Ms. ‘Rinsola Abiola is one of the daughters of the late Alhaji M.K.O Abiola. She is currently the Special Assistant (New Media) to the Speaker, House of Representatives, Hon. Yakubu Dogara, and President, All Progressives Congress Young Women Forum (APC-YWF). The young politician is also a youth representative on the APC Board of Trustees. In this interview with Assistant Editor, Dare Odufowokan, she spoke about her late father’s struggles for the actualisation of June 12, 1993 mandate and the recognition accorded him by President Muhammadu Buhari. Excerpts
HOW do you feel about the honour done your father by President Muhammadu Buhari?
It’s been a long time coming and I am glad that someone has finally done the right thing. President Buhari has shown with this that he is a man with a strong sense of justice. He has done what others failed to do for over two decades and he had given my father his rightful place in the history of our nation. I feel good about the gesture of Mr.

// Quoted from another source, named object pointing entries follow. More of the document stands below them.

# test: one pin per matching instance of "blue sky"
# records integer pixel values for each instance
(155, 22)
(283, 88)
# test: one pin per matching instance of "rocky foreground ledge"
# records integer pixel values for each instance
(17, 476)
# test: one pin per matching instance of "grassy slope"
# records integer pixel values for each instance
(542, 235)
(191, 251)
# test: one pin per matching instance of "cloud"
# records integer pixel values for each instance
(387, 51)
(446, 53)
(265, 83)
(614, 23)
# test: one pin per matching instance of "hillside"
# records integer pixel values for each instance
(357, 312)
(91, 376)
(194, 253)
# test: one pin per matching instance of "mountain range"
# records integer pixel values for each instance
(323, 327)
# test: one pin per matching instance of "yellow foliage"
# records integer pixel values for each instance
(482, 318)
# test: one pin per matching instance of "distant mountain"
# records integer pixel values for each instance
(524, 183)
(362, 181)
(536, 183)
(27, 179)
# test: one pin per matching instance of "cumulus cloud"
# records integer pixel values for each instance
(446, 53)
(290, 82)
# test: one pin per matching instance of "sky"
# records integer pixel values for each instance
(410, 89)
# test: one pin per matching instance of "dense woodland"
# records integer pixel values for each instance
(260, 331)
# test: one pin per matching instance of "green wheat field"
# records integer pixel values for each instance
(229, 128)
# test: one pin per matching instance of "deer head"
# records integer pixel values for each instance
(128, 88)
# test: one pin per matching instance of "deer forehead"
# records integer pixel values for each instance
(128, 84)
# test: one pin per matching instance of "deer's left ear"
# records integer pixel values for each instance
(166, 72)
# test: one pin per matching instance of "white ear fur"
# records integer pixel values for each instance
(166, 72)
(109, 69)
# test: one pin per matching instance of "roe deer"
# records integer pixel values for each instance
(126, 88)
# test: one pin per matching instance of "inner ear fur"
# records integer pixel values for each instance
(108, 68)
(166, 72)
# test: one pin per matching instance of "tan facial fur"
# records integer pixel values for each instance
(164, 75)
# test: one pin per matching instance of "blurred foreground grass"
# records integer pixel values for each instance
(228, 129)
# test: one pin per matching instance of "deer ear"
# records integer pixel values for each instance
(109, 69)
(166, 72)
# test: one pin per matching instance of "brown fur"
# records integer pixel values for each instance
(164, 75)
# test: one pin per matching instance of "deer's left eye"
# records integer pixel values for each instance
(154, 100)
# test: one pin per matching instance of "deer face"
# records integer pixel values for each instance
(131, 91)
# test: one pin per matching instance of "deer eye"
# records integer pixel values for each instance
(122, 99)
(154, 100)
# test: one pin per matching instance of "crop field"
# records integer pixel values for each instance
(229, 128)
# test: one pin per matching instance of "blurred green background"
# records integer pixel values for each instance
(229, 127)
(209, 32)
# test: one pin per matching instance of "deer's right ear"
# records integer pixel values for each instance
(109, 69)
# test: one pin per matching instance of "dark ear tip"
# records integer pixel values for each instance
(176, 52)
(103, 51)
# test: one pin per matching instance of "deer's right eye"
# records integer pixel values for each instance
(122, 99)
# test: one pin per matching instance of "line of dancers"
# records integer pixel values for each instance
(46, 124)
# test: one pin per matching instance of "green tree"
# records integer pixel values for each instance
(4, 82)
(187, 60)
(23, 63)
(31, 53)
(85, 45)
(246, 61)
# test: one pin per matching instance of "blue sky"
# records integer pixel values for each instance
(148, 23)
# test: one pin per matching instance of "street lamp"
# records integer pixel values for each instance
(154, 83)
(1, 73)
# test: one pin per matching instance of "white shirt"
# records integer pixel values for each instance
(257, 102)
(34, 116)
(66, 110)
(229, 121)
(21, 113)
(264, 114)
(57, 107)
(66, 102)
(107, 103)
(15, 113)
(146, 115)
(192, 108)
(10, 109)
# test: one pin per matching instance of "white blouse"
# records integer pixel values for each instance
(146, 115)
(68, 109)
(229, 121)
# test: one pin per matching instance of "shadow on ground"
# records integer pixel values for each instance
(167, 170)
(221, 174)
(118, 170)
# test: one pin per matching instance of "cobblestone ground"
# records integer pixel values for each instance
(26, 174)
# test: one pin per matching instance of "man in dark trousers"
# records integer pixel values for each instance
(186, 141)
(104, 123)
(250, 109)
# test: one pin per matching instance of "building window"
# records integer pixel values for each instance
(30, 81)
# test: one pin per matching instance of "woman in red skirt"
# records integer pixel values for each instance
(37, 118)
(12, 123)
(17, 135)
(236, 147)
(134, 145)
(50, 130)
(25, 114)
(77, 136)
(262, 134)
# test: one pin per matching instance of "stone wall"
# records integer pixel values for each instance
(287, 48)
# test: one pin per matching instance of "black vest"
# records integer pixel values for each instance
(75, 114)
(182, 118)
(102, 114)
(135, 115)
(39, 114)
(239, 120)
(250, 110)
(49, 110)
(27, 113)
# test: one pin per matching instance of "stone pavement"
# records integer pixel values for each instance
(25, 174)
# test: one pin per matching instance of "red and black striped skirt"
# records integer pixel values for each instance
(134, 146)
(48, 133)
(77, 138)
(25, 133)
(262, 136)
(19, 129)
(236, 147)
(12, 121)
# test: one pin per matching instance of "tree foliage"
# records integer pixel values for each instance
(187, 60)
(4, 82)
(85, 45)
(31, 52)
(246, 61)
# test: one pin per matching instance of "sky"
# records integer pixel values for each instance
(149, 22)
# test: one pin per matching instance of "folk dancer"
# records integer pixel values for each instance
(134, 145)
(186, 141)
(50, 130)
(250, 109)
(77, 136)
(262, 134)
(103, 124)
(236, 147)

President and I am sure many people also feel the same way.
Do you think declaration of June 12 as Democracy Day is politically correct?
It’s not just a political matter, it’s a moral issue. My father laid down his life for the freedom of this country and her citizens and what the president has done is what justice demands. It is politically correct. And it is morally alright too. We are happy that he has been recognised at last for laying down his life for democracy in Nigeria.
It’s going to be 20 years since daddy passed away in July; two whole decades. This is coming really late but better late than never. The fact that some people refused to acknowledge the truth doesn’t mean others won’t do the right thing. For whatever reason you think it is, it took 20 years and others could have done this but they didn’t.
Can you recall some of the difficult moments of your father’s struggle for the actualisation of June 12 mandate?
Every other day, back then, during my father’s struggle for the actualisation of June 12 mandate, was a difficult moment. I grew up without a father, hoping that he would be home someday. Every single day was difficult and knowing that he was never going to come home was even more so. As a family, we felt sad while he was in detention. We were sad, but hopeful for his eventual release. However, that never happened.
Was there a time the family or the children wanted him to give up the struggle?
Well, I can’t speak for everyone but I’m certain the thought must have crossed many minds. Daddy gave up his comfort and essentially everything he had to fight for what he believed in, no matter the cost. For me, my conviction has always been strong. He had an aim and a cause he completely believed in, and he pressed on despite the cost.
Do you have any idea why your father refused to abandon the June 12 mandate? Or did he say anything about his resilience?
I believe the reason is simple; collective benefit should always outweigh personal motivations. My father was selfless and this reflected in everything he did; from how he cared for the masses to his struggle for democracy. My father wanted the total emancipation of the Nigerian people and he stood firm for what he believed in. What he did is the most courageous and noble thing anyone could do.
As a child of this great man, how do you feel when you remember him and what he stood for?
I feel proud to be his daughter. He was a great man and even now, 20 years after his death, he continues to inspire greatness in others. My father was the quintessential patriot; he was compassionate, he was generous, and he loved this country so much that he invested most of his wealth here and wanted to impact positively on millions of lives by leading us. He also took his religious obligations seriously and these are values I strive to imbibe.
Would you say Nigeria has treated the Abiola family well, or is there anything more you would want done for your father and for June 12?
Yes. I would like for him to be officially declared the winner as I still do have issues with the term “supposed winner”. We need to make it official. It would also not be too much to seek justice regarding his death and the deaths of all other democracy activists during those dark days. So far, Nigeria has not certainly treated the Abiola family well. However, President Buhari has initiated the process of righting the wrongs.
Tell us about your adventure in politics and why you chose to get involved.
My foray into politics began in 2013 when I served as the founding Public Relations Officer of the All Progressives Youth Forum (APYF), a youth support group for the All Progressives Congress, which was then still in its formative stage. As months passed by, one thing that continuously nagged at me was the need to correct the serious underrepresentation of young women in the party’s youth section.
The involvement of young women through mentoring and capacity building would ensure the grooming of a new generation of women who are prepared to hold both elective and appointive positions and have a clear strategy for engagement.”